Acked by: Cristian Dumitrescu <cristian.dumitrescu@intel.com>
  
Stephen Hemminger March 16, 2015, 8:11 p.m. UTC | #5
On Mon, 16 Mar 2015 19:58:51 +0000
"Dumitrescu, Cristian" <cristian.dumitrescu@intel.com> wrote:

> 
> 
> > -----Original Message-----
> > From: Stephen Hemminger [mailto:stephen@networkplumber.org]
> > Sent: Thursday, March 12, 2015 11:06 PM
> > To: Dumitrescu, Cristian
> > Cc: dev@dpdk.org; Stephen Hemminger
> > Subject: Re: [PATCH v2 5/6] rte_sched: allow reading statistics without
> > clearing
> > 
> > On Thu, 12 Mar 2015 19:28:11 +0000
> > "Dumitrescu, Cristian" <cristian.dumitrescu@intel.com> wrote:
> > 
> > > Hi Stephen,
> > >
> > > Thank you for adding flexibility over clearing the stats or not.
> > >
> > > I have one concern though: why change the stats read API to add a clear
> > parameter rather than keep prototype for the stats functions unchanged and
> > add the flag as part of the port creation parameters in struct
> > rte_sched_port_params? This parameter could be saved into the internal
> > struct rte_sched_port, which is passed (as a pointer) to the stats read
> > functions. In my opinion, this approach is slightly more elegant and it keeps
> > the changes to a minimum.
> > >
> > > int
> > > rte_sched_queue_read_stats(struct rte_sched_port *port,
> > > 	uint32_t queue_id,
> > > 	struct rte_sched_queue_stats *stats,
> > > 	uint16_t *qlen)
> > > {
> > > 	...
> > > 	if (port->clear_stats_on_read)
> > > 		memset(...);
> > > }
> > >
> > > I made this suggestion during the previous round, but I did not get any
> > opinion from you on it yet.
> > >
> > > Regards,
> > > Cristian
> > 
> > I rejected the config parameter idea because I don't like it is inconsistent
> > with other statistics in DPDK and in related software. There is not a
> > config parameter that changes what BSD or Linux kernel API does.
> 
> Your approach has the advantage of being able to clear/not clear the stats per each read operation rather than configuring the behavior globally. I think this approach allows for the ultimate flexibility, so I am OK to go with it.
> 
> > 
> > The only reason for keeping the read and clear in one operation is
> > because you like it, and there are somebody might have built code
> > that expects it.
> >
> 
> Clearing the stats with a delay after the stats have been read is prone to a race condition, as during this time more packets could be processed, and these packets will not show up in the counters that the user read.
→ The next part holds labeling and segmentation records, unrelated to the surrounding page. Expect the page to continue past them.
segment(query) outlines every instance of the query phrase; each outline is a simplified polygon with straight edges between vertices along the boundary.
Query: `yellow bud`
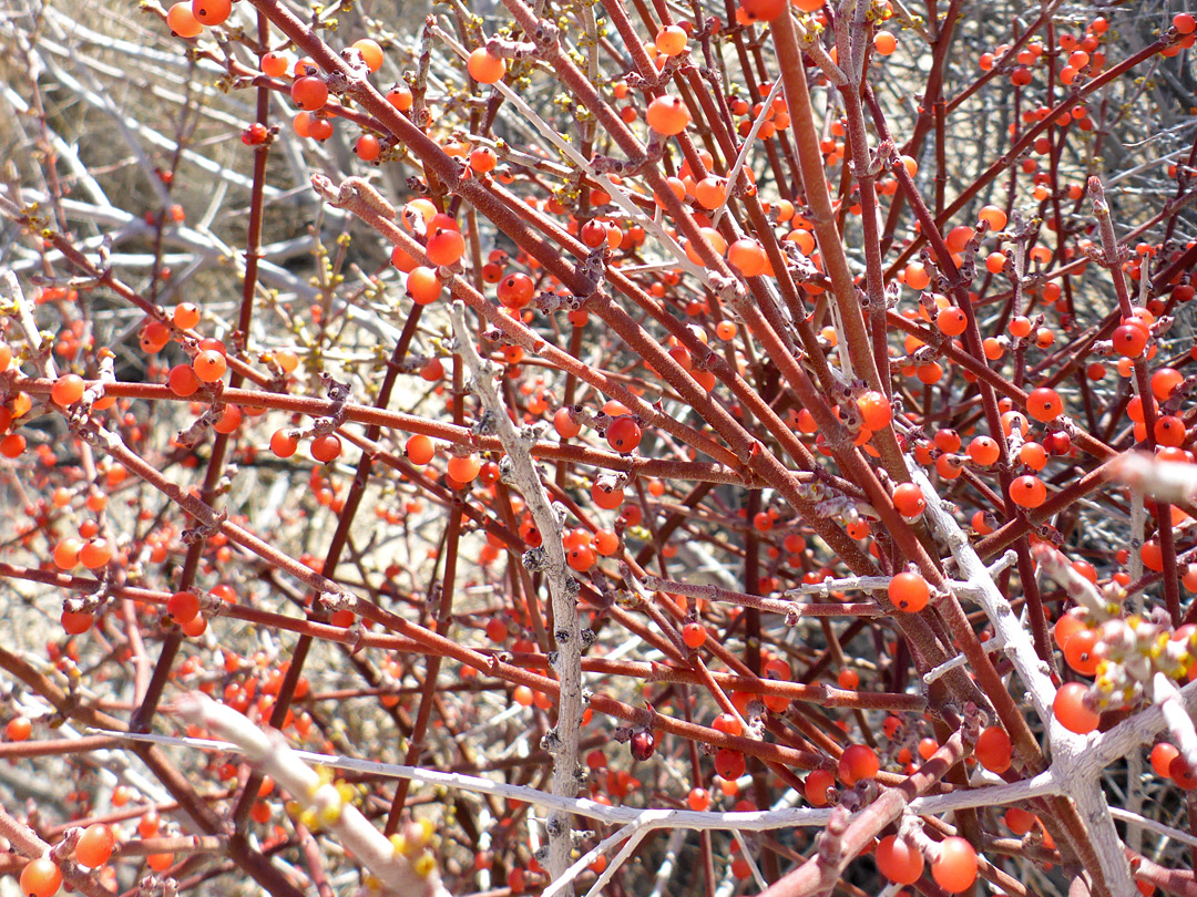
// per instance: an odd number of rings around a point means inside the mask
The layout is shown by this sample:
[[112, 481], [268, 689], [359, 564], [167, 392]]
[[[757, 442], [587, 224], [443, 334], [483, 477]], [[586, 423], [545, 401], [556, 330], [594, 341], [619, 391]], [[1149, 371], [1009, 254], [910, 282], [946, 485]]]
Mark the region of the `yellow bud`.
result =
[[436, 867], [437, 861], [430, 853], [421, 854], [420, 859], [412, 864], [412, 868], [415, 869], [415, 874], [420, 878], [427, 878], [431, 875]]
[[419, 838], [420, 847], [426, 847], [432, 841], [432, 836], [437, 834], [437, 826], [432, 824], [431, 819], [420, 819], [415, 825], [419, 830], [417, 837]]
> I think it depends on the need of each particular application whether this race condition is important or not: if the counters are read rarely (e.g. once per day) and only course accuracy is required, the error is probably irrelevant; if the app is looking for fine great accuracy (e.g. rate measurement, debugging, etc), then the error is not allowed. You seem to favour the former and ignore the later case.
> 
> 
> > Changing the function signature is a nice red flag so that people will
> > notice at change.
> 
> There is a small API change here. I am OK with it for the above reasons, provided that there are no objections on this from other contributors.
> 

If you really wanted a fast/safe read and clear operation, how about using
exchange instruction to exchange in a zero?
  
Cristian Dumitrescu March 16, 2015, 8:21 p.m. UTC | #6
> -----Original Message-----
> From: Stephen Hemminger [mailto:stephen@networkplumber.org]
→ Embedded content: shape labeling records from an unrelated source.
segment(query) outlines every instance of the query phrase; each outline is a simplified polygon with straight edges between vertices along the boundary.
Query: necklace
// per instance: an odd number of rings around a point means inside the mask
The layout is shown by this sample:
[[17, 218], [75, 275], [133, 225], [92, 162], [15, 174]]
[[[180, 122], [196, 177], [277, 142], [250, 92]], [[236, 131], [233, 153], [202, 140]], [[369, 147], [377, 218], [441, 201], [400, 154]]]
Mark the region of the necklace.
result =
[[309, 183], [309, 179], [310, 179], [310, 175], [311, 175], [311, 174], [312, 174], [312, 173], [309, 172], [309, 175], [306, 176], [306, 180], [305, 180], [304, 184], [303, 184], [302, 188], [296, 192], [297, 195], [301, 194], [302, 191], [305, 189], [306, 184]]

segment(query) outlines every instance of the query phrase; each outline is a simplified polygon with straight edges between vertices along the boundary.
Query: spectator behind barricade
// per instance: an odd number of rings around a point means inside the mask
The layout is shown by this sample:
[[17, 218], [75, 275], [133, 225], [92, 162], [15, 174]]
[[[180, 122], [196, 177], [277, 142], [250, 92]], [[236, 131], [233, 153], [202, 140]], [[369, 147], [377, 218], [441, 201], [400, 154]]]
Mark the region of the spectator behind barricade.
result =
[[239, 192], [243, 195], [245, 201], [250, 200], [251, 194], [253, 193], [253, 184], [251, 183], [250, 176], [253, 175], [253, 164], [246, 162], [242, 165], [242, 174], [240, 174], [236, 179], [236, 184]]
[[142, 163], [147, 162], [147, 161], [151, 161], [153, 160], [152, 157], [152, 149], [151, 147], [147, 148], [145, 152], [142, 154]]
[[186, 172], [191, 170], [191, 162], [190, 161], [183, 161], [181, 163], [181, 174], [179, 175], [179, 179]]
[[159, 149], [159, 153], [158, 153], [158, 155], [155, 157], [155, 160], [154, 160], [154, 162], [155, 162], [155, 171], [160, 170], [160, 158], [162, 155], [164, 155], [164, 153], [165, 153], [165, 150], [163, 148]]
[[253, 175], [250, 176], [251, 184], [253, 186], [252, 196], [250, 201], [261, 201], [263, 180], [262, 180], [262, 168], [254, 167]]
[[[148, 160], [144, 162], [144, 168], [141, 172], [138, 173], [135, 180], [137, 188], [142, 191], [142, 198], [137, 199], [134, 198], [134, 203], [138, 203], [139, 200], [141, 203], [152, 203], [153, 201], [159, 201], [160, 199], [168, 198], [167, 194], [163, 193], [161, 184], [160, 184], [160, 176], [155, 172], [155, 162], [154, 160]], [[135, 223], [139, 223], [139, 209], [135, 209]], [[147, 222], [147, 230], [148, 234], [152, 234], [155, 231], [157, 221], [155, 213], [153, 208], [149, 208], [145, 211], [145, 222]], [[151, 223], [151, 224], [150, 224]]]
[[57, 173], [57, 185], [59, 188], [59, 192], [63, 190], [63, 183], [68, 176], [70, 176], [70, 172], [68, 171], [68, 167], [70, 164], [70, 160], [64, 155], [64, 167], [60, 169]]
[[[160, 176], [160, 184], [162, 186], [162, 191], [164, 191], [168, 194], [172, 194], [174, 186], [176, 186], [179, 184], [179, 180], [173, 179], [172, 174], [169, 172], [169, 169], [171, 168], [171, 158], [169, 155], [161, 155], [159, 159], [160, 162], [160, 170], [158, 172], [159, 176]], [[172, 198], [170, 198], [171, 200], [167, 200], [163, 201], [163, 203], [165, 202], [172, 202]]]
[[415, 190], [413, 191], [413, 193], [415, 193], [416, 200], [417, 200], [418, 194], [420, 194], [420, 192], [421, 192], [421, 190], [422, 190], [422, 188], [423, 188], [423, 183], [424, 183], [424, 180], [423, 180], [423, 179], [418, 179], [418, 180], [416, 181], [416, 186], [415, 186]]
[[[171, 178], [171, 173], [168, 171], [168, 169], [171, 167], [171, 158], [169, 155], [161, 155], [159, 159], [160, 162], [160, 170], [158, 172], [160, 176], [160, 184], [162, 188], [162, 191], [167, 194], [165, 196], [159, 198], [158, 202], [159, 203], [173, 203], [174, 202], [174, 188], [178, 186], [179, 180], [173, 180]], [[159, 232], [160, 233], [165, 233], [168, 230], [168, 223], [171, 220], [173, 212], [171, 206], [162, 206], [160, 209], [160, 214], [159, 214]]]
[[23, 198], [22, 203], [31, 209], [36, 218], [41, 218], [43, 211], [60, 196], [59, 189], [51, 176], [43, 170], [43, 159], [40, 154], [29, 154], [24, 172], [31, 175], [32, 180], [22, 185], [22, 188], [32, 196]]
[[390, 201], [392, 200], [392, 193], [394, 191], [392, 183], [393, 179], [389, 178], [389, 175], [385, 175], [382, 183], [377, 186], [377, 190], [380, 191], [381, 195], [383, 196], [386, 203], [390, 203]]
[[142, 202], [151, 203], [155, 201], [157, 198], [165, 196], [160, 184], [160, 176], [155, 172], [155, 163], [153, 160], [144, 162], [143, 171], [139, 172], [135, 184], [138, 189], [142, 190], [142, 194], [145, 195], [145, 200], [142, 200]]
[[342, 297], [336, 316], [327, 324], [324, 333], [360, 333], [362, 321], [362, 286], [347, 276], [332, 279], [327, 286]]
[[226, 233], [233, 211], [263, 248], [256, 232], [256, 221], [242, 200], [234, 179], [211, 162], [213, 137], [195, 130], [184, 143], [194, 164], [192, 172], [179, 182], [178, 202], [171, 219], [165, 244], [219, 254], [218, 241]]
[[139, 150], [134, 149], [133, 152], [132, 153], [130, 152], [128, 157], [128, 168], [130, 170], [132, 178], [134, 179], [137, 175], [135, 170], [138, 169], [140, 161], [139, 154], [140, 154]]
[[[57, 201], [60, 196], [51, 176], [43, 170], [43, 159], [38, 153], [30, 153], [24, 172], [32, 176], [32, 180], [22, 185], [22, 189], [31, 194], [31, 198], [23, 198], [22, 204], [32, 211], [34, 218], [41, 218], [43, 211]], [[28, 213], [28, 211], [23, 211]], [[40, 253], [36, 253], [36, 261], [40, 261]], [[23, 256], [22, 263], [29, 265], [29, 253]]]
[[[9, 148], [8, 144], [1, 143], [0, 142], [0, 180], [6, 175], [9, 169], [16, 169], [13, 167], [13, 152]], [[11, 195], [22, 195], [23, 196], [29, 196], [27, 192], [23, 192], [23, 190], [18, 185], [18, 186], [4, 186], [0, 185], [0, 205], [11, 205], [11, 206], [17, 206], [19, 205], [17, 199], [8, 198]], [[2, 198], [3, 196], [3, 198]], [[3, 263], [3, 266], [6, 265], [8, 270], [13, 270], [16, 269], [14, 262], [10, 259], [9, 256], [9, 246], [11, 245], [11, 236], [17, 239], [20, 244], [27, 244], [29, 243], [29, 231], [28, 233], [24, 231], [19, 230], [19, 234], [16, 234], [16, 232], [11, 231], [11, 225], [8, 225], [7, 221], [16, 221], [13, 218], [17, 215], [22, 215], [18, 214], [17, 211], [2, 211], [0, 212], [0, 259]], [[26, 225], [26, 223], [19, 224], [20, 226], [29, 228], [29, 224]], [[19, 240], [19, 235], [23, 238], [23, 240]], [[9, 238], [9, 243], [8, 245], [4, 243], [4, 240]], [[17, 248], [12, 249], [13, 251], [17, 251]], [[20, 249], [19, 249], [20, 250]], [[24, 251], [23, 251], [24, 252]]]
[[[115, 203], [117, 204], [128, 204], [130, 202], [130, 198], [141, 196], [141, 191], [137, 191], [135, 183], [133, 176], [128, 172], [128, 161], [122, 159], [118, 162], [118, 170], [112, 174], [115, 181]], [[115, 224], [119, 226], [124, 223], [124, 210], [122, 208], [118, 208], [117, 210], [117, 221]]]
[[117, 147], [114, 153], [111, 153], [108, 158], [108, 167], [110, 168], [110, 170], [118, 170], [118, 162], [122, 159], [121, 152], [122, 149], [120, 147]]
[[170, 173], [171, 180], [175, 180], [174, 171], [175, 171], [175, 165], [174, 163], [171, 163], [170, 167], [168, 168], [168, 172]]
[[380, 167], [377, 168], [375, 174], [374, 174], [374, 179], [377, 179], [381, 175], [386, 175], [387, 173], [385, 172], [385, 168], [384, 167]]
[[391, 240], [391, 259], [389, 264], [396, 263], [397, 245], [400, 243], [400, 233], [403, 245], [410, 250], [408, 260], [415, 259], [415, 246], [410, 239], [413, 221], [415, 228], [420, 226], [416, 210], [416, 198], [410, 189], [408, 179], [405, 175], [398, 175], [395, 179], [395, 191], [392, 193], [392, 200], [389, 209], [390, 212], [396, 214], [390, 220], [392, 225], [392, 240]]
> Sent: Monday, March 16, 2015 8:11 PM
> To: Dumitrescu, Cristian
> Cc: dev@dpdk.org; Stephen Hemminger
> Subject: Re: [PATCH v2 5/6] rte_sched: allow reading statistics without
> clearing
> 
> On Mon, 16 Mar 2015 19:58:51 +0000
> "Dumitrescu, Cristian" <cristian.dumitrescu@intel.com> wrote:
> 
> >
> >
> > > -----Original Message-----
> > > From: Stephen Hemminger [mailto:stephen@networkplumber.org]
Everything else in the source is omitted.